Science as a Global Public Good: Reflections from the Royal Society’s Science+ Event
- sarahschubert3
- 5 days ago
- 3 min read
Earlier this month, scholars, practitioners and policymakers converged at the Royal Society for a two-day exploration of a deceptively simple question: can science truly function as a global public good? Across conceptual, political and practical dimensions, the event exposed both the profound promise of science and the structural tensions that prevent it from serving societies equitably. For ICPEM, whose mission is to connect science with policy and practice in emergencies and resilience, this was an especially resonant conversation.
Re-examining “Science as a Public Good”
Professor Michaela Massimi opened by reminding us that the idea of science as a public good is neither settled nor straightforward. Legal, philosophical and economic perspectives often clash: UNESCO speaks of science as a shared human endeavour, yet widening global inequalities suggest that access to scientific progress is far from universal. Professor Geoffrey Boulton highlighted how modern scientific practice—publication models, professional incentives, and siloed academic cultures—systematically reduces the availability and usability of knowledge. Democratizing science, he argued, will require structural reform: rethinking publishing, enabling lifelong access to scientific knowledge, and strengthening the public voice within scientific institutions.
UNESCO’s Dr Konstantinos Tararas emphasised that scientific freedom, safety and openness are prerequisites for science to serve society. However, emerging tools for monitoring these freedoms reveal severe risks, including threats to researchers, online harassment, political pressure, and the challenges posed when funders also act as assessors of scientific freedom.
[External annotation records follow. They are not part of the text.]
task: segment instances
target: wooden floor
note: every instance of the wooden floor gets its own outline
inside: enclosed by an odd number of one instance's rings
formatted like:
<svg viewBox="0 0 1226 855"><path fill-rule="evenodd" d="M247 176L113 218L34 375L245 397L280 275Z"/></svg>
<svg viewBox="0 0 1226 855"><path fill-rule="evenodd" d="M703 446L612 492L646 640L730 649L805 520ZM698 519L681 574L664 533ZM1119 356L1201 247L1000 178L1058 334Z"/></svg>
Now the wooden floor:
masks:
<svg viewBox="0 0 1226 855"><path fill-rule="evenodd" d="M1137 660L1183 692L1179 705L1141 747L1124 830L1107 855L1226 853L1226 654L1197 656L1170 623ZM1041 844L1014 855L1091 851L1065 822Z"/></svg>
Human Rights, Public Value and Participation
Discussions on the human right to science, led by Professors Alexandra Xanthaki, Professor Jonathan Wolff and others, underscored the complex interplay between freedom, inclusion and expertise. A recurring theme was participation: not merely access to scientific outcomes, but meaningful involvement in setting research agendas, shaping decisions, and ensuring that benefits and harms are shared transparently. This raises practical questions about funding, fairness and whose knowledge counts—especially for communities with lived experience, indigenous knowledge systems, and non-traditional expertise.
Geopolitics, Science Diplomacy and the Fractured Global Landscape
Several speakers noted the rising pressures of national security, geopolitical fragmentation, and commercialisation. Science diplomacy is no longer a luxury; it is a necessity for maintaining global cooperation on climate, health, disasters and technology governance. Yet the global science system remains structurally unequal. Contributions from African leaders were particularly powerful: African science relies heavily on external funding, is structurally marginalised, and often shaped by donor agendas. If science is to be globally just, those structural dynamics must be confronted directly.
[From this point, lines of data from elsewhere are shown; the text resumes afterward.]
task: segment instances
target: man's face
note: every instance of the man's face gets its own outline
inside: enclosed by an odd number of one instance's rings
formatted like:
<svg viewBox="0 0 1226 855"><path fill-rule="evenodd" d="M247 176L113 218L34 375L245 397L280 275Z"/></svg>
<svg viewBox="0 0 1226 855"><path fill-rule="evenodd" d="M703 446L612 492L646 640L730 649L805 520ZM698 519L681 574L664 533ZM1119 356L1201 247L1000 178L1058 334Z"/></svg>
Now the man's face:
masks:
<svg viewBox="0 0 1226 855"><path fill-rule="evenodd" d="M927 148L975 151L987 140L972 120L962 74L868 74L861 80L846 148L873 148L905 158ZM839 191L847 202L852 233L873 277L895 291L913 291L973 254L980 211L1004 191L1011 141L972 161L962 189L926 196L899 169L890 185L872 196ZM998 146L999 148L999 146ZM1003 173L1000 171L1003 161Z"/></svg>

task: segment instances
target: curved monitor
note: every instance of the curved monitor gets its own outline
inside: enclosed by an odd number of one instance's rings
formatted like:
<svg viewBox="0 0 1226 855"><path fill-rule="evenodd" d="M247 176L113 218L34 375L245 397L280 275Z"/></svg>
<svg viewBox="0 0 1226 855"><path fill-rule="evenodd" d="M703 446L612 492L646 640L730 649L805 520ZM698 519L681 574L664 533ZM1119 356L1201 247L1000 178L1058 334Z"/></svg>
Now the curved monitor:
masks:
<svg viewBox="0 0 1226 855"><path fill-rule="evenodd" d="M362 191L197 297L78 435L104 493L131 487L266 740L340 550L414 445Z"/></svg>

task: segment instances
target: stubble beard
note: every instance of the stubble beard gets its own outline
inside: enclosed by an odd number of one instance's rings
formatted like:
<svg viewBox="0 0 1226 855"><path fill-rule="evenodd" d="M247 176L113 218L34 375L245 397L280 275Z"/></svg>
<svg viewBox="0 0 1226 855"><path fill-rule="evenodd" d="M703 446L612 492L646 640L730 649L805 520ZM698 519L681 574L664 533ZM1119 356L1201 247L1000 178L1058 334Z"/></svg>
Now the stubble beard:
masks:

Education, Inequality and the Future of Scientific Talent
Professor Dame Athene Donald’s session was a stark reminder that science as a public good requires diverse participation and equitable educational opportunities. From gender gaps in STEM participation to the global disparities in access to schooling, societies are consistently failing to nurture scientific talent—especially among girls, minority groups and marginalised communities. These inequities echo the same structural issues visible across global science governance.
What Should Change?
In the final discussions, speakers returned to the central question: what must be done? Among the clearest conclusions:
Strengthen the link between science and society through genuine engagement, not one-way communication.
Rebuild public trust by being transparent about uncertainties and limits.
Align incentives across universities, industry and government to support public-good science rather than commercial metrics alone.
Design resilient, predictable science systems capable of long-term discovery.
Ensure global science governance is inclusive, equitable and cognisant of local contexts—especially in the Global South.
For ICPEM, the message is clear: science must be accessible, useful and used. Achieving this goal requires not only better communication, but structural reform, cultural change, and active participation from both communities and practitioners. In an era of polycrisis, the public good value of science is not aspirational—it is essential.